The analysis concentrates on interpreting the accuracy results and identifying anonymity and security limitations. We define security problems as adversarial attempts to obtain more accurate or extra data from the system that violates the anonymity constraint. Anonymity problems involve identification based on the data allowed by the anonymity constraint.
The results also show that the spatial accuracy can be adjusted through reductions in temporal resolution. The inherent delay of this approach makes it unsuitable for services that require a quick response. However, a large class of monitoring services along the scenarios of driving conditions monitoring and road hazard detection are well served by this approach. Brief delays, comparable to the delays experienced in web browsing over slower Internet connections, might also be acceptable for more interactive LBSs such as a road map service. These delays would also ensure at least 125m resolutions for the collector street area (4). Furthermore, delaying requests becomes unnecessary if the system can precompute temporal and spatial resolutions before the requests are issued. We believe that an investigation of this approach would be a worthwhile continuation of this work.
More difficult to prevent are attempts to estimate the location of a transmitter based on physical layer properties of the network. Several cooperating receivers can triangulate the position of a transmitter through methods such as time of arrival (TOA)[29]. Judging from the technical difficulties encountered in implementing the E-911 requirement for mobile phones, location information obtained through these mechanisms would likely be about 1-2 orders of magnitude less accurate than information reported by in-vehicle GPS receivers. Thus, anonymity constraints would rarely be violated.
Another potential attack seeks to trick the location server into releasing too accurate data. An adversary could spoof a number of additional virtual vehicles or have real vehicles report incorrect location information. If the location server includes these nonexistent vehicles in its computation, the released location information would likely not meet the anonymity constraints. However the location server only accepts one location beacon from each authenticated vehicle. This means, the adversary would need to acquire a potentially large number of authentication keys. Therefore, authentication keys require adequate protection, such as storage in secure hardware.

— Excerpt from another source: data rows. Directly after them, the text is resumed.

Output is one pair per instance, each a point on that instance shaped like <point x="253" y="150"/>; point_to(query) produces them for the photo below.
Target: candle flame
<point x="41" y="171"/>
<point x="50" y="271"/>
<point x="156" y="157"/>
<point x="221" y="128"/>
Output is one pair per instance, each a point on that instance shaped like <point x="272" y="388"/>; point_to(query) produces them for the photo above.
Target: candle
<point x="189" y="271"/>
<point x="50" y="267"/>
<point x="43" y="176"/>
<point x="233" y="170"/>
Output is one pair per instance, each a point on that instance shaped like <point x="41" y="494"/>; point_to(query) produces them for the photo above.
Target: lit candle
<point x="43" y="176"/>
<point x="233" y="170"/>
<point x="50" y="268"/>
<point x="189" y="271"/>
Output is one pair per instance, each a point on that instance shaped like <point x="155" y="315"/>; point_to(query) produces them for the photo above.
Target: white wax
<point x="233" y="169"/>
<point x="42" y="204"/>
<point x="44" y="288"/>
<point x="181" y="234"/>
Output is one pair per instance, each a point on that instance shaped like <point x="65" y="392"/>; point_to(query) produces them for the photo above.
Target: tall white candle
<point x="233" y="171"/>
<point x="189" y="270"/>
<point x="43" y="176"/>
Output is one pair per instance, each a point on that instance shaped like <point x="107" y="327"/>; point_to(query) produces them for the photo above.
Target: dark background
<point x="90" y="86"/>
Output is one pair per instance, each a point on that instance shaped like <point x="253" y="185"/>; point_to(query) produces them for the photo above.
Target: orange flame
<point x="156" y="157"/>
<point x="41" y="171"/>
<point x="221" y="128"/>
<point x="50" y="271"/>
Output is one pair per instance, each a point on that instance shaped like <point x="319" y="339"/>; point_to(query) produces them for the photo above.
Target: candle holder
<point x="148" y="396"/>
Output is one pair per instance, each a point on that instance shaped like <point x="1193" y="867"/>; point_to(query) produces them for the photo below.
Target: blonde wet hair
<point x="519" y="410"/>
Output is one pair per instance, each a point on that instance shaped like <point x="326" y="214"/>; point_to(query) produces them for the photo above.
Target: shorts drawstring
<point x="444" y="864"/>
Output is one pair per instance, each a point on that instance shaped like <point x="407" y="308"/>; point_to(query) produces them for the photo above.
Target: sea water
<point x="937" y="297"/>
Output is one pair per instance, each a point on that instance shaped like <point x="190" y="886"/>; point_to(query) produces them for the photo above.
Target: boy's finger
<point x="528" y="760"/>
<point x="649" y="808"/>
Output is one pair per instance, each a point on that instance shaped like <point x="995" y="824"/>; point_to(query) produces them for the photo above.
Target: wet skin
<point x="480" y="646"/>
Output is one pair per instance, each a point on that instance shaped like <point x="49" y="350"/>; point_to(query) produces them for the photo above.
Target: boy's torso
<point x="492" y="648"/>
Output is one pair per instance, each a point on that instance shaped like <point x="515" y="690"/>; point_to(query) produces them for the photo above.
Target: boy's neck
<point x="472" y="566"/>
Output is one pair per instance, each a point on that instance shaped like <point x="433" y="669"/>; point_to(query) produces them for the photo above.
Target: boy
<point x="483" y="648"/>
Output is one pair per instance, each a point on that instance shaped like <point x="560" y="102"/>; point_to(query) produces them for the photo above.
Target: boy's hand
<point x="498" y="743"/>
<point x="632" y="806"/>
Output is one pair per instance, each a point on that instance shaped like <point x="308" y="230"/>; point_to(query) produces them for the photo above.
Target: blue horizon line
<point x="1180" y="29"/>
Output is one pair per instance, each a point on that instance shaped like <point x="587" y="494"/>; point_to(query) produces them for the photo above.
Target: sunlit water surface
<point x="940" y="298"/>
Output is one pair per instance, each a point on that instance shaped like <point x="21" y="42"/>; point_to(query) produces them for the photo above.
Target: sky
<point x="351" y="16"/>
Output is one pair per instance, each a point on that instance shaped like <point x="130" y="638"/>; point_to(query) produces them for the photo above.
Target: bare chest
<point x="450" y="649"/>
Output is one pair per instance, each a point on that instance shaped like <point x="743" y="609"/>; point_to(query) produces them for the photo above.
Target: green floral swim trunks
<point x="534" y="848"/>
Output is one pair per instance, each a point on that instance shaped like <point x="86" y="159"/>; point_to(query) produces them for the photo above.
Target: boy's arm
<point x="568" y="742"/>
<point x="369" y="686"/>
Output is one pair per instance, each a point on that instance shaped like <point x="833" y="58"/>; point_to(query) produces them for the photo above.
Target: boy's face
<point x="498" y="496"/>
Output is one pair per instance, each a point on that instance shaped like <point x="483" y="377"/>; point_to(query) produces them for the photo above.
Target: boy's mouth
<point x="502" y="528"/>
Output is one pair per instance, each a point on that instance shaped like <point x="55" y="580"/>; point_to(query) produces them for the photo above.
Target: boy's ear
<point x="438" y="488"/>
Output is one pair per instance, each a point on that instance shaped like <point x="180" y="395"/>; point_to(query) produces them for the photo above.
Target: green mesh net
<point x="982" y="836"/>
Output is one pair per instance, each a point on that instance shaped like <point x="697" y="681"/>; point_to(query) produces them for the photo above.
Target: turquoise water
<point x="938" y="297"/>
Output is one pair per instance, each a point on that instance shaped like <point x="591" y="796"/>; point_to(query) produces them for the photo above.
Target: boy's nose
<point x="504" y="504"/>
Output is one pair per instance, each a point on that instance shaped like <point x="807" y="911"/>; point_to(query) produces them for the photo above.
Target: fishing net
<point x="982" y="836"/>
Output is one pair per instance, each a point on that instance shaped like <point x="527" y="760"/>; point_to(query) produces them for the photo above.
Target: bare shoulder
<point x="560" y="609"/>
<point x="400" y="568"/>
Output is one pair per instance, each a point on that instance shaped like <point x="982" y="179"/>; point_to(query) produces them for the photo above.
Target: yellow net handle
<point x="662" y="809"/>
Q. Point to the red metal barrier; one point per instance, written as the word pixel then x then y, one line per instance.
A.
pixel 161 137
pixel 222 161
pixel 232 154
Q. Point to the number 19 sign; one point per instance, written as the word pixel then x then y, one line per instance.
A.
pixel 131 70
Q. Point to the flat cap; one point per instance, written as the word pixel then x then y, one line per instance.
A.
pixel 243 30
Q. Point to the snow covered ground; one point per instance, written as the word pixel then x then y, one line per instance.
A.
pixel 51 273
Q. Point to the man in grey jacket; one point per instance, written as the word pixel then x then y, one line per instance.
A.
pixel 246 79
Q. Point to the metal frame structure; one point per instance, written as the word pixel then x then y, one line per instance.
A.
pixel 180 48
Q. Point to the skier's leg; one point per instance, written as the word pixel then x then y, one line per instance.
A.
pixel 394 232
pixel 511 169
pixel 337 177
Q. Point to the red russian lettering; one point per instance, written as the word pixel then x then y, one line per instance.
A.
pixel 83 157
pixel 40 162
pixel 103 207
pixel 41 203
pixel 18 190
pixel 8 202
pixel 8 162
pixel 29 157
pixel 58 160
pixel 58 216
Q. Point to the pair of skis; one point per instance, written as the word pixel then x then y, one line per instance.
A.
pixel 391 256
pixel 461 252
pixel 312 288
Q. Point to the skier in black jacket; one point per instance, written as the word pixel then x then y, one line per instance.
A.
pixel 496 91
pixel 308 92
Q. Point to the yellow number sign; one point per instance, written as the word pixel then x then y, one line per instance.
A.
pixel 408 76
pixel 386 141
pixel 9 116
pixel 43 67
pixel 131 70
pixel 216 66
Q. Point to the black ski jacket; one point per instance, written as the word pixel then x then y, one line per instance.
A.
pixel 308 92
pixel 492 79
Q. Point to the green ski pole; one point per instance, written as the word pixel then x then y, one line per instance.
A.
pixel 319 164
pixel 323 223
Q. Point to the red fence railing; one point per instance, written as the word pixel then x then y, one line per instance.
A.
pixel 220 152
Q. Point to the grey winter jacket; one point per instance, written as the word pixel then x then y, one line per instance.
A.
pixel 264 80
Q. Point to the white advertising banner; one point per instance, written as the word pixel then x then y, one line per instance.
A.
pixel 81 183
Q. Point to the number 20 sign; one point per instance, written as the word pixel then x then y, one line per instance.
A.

At this point, it is difficult to gauge which size of k is minimally necessary or sufficient. Fundamentally, it depends on the resources of the potential adversary. A minimum of 2 is obviously required in this particular algorithm to yield any protection. In practice, the parameter will likely be determined through user preferences.
While the basic algorithm ensures k-anonymity for individual location requests, problems can arise when requests for multiple vehicles are issued. Consider the following location tuples obtained from 4 different vehicles:
These tuples are overlapping in time and space. The first three tuples specify adjacent quadrants, while the fourth one specifies a larger quadrant that covers the three others; this scenario is also illustrated in Figure 8. For simplicity, assume that all tuples were processed with the same kmin parameter, say 3, and the time interval is too small for vehicles to significantly move. Then an adversary can conclude that request number 4 must have originated from quadrant ([1, 2],[1, 2]), because otherwise the algorithm would have chosen a smaller quadrant. This inference violates the anonymity constraint; it illustrates that an adversary gains information from tuples overlapping in time and space.
Furthermore, sophisticated adversaries may mount an identification attack if they can link multiple requests to the same subject and can repeatedly obtain the subject's location information from other sources. Consider an unpopular LBS that is rarely accessed. If this service is requested repeatedly from approximately the same spatial region, an adversary could conclude that the requests stem with high probability from the same subject (i.e., link the requests). If, in addition, the adversary knows that a certain subject was present in each of the spatial areas specified in the LBS requests, the adversary can determine with high probability that this subject originated the requests. This inference is based on the assumption that it is unlikely that other subjects from the anonymity set traveled along the same path, given the path is long enough (enough request were observed) relative to the size of the anonymity set. However, such an attack requires a large effort in determining a subject's actual position for a sufficient number of requests.
Although the anonymity constraint is not met in such cases, further research is needed to determine how serious these issues are. In practice, not every overlapping request allows such straightforward inferences and the probability of overlaps depends on the frequency of requests issued by subjects. To ensure meeting the anonymity constraint, disclosure control extensions to the cloaking algorithm could keep track of and prevent overlapping requests. Similarly, the algorithm could take into account the popularity of the accessed LBS to prevent linking of unusual requests.
Finally, it is important to realize that k-anonymity is only provided with respect to location information. Other service-specific information contained inside a message to a LBS could still identify the subject. This is analogous to anonymous communication services, which reduce reidentification risks of network addresses, but do not address other message content. Location information, however, will likely pose more serious risks than other typical message content.